L’ESS après la crise mondiale : solution ou placebo ?

Les différentes expressions adoptées par l’ESS ont dès l’origine été confrontées au défi du développement mondial. En ce sens, l’enjeu de la durabilité situe l’ESS en tant qu’agent fondamental, plus particulièrement au niveau du développement local. C’est dans l’environnement naturel local, dans la communauté, dans la cité, que nous évoluons et que nous établissons tout d’abord nos relations socio-affectives, économiques, professionnelles, culturelles, etc. Et c’est aussi dès l’origine le terreau propice à l’ESS, car ce cadre territorial est le plus approprié pour subvenir aux besoins fondamentaux et dégager de ce fait des modèles, différents et différenciés, de développement collectif.

Autrement dit, nous cherchons à construire notre modèle de ville coopérative en partant de l’économie sociale et solidaire. On ne peut parler de ville intelligente, de smart city, si celle-ci ne prend pas en compte les dimensions démocratique, écologique et féministe. Sans remettre en cause les apports considérables des nouvelles technologies à l’amélioration de la vie urbaine, la société et les administrations publiques ne peuvent négliger ces trois dimensions.

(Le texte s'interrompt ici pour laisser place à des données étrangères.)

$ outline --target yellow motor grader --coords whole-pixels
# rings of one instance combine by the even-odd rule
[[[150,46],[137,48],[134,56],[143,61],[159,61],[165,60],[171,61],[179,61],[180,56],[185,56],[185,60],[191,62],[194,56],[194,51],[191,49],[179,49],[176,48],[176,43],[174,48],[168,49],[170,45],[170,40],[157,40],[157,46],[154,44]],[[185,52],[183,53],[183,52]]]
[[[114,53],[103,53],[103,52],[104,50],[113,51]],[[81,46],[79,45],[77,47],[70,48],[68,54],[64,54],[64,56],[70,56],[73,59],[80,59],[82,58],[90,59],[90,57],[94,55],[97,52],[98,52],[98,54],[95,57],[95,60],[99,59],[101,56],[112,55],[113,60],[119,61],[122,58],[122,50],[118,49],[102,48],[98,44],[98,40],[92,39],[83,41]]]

L’ESS, phénomène citoyen en croissance, mais encore modeste et minoritaire, se heurte dans des pays tels que l’Espagne à des obstacles internes qui entravent son adaptation et la font osciller entre une fonction palliative face au système qu’elle critique et, à l’inverse, une fonction complémentaire où elle se maintient confortablement à la périphérie du système. Or, c’est en ces termes que se pose le grand défi aujourd’hui : pour les centaines de milliers de personnes qui constituent l’économie sociale et solidaire, il est a priori essentiel de prendre part à des entités avec suffisamment de capacités, économiques, professionnelles, intellectuelles, etc. pour leur permettre d’apporter une réponse optimale à leurs besoins. Mais pas seulement : l’ESS, tout comme les autres modalités de l’économie alternative précédemment citées, a la possibilité de démocratiser l’environnement économique en élaborant des stratégies qui s’écartent du modèle dominant, modèle qui est dévastateur pour l’environnement comme pour les personnes.

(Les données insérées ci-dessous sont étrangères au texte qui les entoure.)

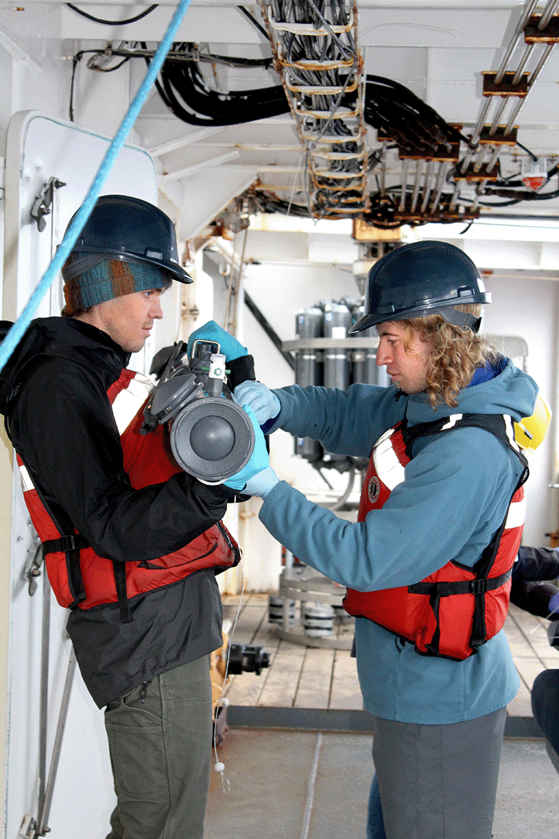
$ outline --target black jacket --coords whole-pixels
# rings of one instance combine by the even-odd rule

Ce défi majeur dépasse les capacités même de l’ESS : il suppose d’envisager un changement de paradigme vis à vis du modèle néolibéral. Si l’on veut accorder une place centrale aux besoins et aux désirs des personnes et de la vie, il faut modifier substantiellement les mécanismes existants d’exécution et de contrôle des décisions économiques.

En ce sens, l’ESS voit qu’il est indispensable de changer les modèles de gouvernance globale, afin que les institutions supranationales, les États et les entités régionales et locales suscitent et encouragent les mécanismes de soutien aux organismes communautaires de l’économie sociale et solidaire. Dans un même temps, l’ESS doit établir une feuille de route qui rende ce secteur plus efficace, plus perméable, avec des processus de formation et d’innovation permanents pour faire face aux changements perçus.

En fin de compte, face aux modèles dominants d’entrepreneuriat individuel, d’enrichissement à tout prix et de concurrence étrangère aux besoins vitaux, il s’agit de concevoir des solutions collectives pour que la durabilité de la vie soit au cœur de l’activité humaine.